Gun laws only work when you have the officers and personnel needed to enforce them.
NBA Hall of Famer Shaquille O’Neal knows this probably better than anyone in the sports and entertainment world. After all, he is an honorary police officer who’s running for sheriff in Henry County, Ga., in 2020.
In an interview with WABC radio this week, O’Neal believes that the only way to make schools safer is to appropriate more funds for law enforcement to hire more officers to place at schools, not ban guns.
“The government should give law enforcement more money,” O’Neal said on Wednesday. “Give more money, you recruit more people, and the guys that are not ready to go on the streets, you put them in front of the schools. You put ’em in front of the schools, you put ’em behind the schools, you put ’em inside the schools, and we need to pass information. […] I would like to see police officers in schools, inner cities, private schools.”
He continued to say that any ban on guns would be counterproductive, as it would only enable illegal gun purchases via the black market.
“There’s a lot of those weapons already on the streets,” O’Neal explained. “So it’s not like, if you say, ‘OK, these weapons are banned,’ people are gonna go, ‘Oh man, let me turn it in.’ That’s definitely not going to happen.
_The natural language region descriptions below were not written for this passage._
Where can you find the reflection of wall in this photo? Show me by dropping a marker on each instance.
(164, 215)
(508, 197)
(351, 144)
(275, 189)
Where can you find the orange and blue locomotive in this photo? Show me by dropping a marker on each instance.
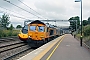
(38, 31)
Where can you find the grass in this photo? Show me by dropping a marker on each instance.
(7, 33)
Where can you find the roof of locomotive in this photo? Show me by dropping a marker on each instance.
(37, 22)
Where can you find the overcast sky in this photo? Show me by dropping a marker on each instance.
(47, 9)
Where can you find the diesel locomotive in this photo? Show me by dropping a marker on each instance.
(38, 32)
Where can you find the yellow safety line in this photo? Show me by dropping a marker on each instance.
(46, 50)
(54, 49)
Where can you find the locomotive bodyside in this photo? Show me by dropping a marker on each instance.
(37, 31)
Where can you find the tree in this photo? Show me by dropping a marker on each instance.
(85, 22)
(73, 22)
(5, 20)
(19, 26)
(11, 27)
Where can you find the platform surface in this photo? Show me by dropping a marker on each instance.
(65, 47)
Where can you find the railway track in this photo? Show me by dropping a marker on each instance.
(8, 39)
(9, 51)
(12, 50)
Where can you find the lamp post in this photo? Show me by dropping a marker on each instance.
(81, 21)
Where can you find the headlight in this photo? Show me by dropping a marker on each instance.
(42, 36)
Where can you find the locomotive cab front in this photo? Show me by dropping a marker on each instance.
(23, 33)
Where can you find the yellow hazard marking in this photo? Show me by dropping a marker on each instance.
(54, 49)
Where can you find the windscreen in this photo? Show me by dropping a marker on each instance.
(41, 28)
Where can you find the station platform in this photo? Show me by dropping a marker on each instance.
(65, 47)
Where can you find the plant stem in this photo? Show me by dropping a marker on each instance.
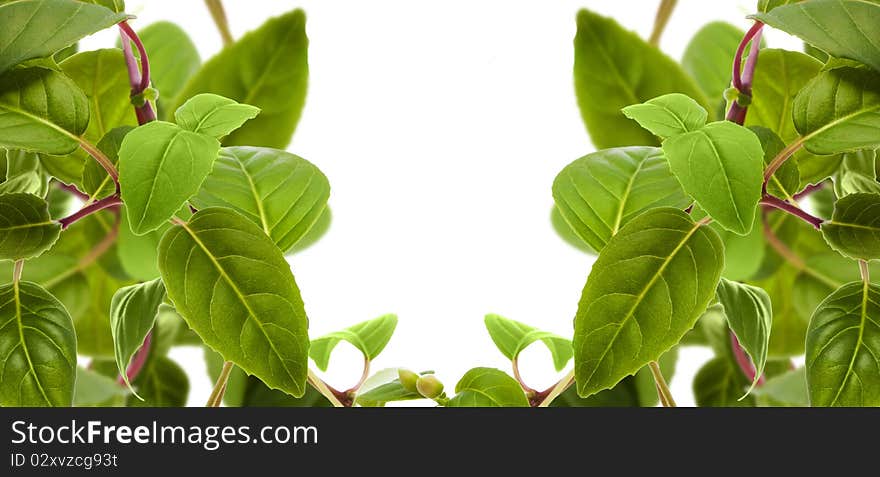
(139, 79)
(745, 364)
(662, 388)
(792, 209)
(97, 206)
(219, 16)
(664, 11)
(216, 396)
(545, 398)
(325, 390)
(137, 363)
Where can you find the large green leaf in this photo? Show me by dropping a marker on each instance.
(41, 110)
(488, 387)
(839, 111)
(37, 348)
(174, 59)
(252, 313)
(39, 28)
(749, 313)
(708, 58)
(842, 28)
(721, 167)
(668, 115)
(600, 192)
(854, 229)
(607, 79)
(160, 167)
(511, 337)
(843, 346)
(267, 68)
(645, 291)
(282, 193)
(26, 230)
(133, 312)
(369, 337)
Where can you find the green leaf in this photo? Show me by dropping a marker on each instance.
(174, 59)
(839, 111)
(41, 110)
(668, 115)
(854, 229)
(842, 28)
(607, 79)
(162, 383)
(282, 193)
(24, 173)
(708, 58)
(487, 387)
(93, 389)
(267, 68)
(843, 345)
(719, 383)
(39, 28)
(133, 312)
(511, 337)
(749, 313)
(857, 173)
(789, 389)
(253, 314)
(160, 167)
(600, 192)
(645, 291)
(37, 348)
(721, 166)
(213, 115)
(786, 181)
(369, 337)
(26, 230)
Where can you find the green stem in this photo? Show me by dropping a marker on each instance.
(662, 387)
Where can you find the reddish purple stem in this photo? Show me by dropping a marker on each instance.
(745, 364)
(137, 363)
(96, 206)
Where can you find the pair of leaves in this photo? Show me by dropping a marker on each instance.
(369, 337)
(235, 290)
(719, 164)
(162, 165)
(511, 337)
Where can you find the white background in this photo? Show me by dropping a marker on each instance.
(441, 126)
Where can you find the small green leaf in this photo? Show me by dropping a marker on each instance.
(267, 68)
(213, 115)
(645, 291)
(26, 230)
(369, 337)
(854, 229)
(668, 115)
(511, 337)
(133, 312)
(488, 387)
(253, 314)
(607, 79)
(160, 167)
(41, 110)
(843, 346)
(37, 348)
(39, 28)
(839, 111)
(721, 166)
(842, 28)
(749, 313)
(600, 192)
(282, 193)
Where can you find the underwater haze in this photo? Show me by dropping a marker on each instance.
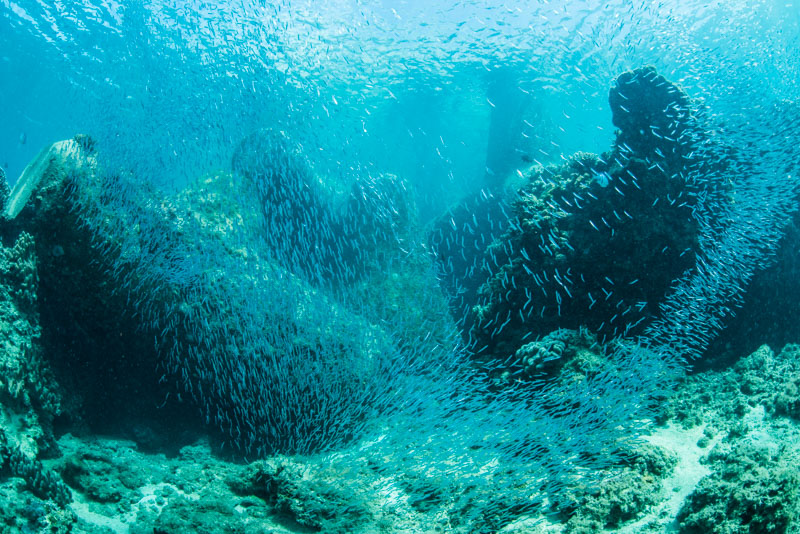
(400, 266)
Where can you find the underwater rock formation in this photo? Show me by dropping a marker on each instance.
(326, 236)
(267, 359)
(598, 241)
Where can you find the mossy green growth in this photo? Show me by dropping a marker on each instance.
(625, 497)
(752, 489)
(595, 242)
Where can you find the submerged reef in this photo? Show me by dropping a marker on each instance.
(267, 358)
(623, 244)
(268, 313)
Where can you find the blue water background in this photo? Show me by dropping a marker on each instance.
(169, 88)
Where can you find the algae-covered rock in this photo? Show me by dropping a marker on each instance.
(751, 489)
(135, 287)
(597, 241)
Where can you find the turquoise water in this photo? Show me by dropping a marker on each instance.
(479, 242)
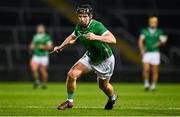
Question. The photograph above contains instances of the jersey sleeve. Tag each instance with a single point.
(101, 29)
(142, 34)
(49, 40)
(162, 36)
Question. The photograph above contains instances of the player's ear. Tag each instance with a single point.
(90, 16)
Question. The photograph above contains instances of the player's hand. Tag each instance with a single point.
(57, 49)
(90, 36)
(43, 47)
(142, 52)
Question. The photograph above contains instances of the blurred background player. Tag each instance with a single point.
(40, 46)
(151, 38)
(98, 58)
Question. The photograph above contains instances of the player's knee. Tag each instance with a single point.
(71, 75)
(103, 86)
(146, 70)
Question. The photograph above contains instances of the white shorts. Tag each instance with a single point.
(152, 58)
(104, 70)
(42, 60)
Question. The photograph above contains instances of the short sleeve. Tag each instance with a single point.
(142, 34)
(49, 40)
(162, 36)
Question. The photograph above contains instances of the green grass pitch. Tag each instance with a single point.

Once you ban ’em, now they’re going to become a collector’s item and you’re going to have people underground, and they were $2,000. […] I’ll give you $9,000 for that gun. So, you know, we just need to keep our eyes open.”
Students around the country took part in National Walkout Day on Wednesday to demand stricter gun laws, which also marked one month since the Parkland shooting that left 17 people dead. But gun laws only take you so far — you also need competent and well-trained law enforcement to enforce existing gun laws and protect the communities they’re serving.
In the case of Parkland, the FBI and the Broward County sheriff’s office missed all the red flags, warnings, and tips about the shooter leading up to the massacre. And poorly-timed miscommunication between dispatchers and the school police officer Scot Peterson resulted in a delayed response to stop the shooter.
There’s no way to sugarcoat it. Law enforcement messed up. But every department handles threats differently. Around the same time as the Parkland shooting, a teenage student in the Washington suburb of Clarksburg, Md., was reported to police after a school resource officer found a handgun in his backpack. After searching his home, police found “an AR-15 style rifle, a shotgun, two handguns, ammunition, a tactical vest, a detonator for landmines, and a list of grievances against other students and the school.”
So, while celebrities, athletes, and entertainers boast about how much they want to reduce gun violence without any real or practical proposal, take heed of the wisdom of the former NBA great. Shaq appears to be one of a few who has any idea on how to actually save lives and protect the rights of law-abiding gun owners.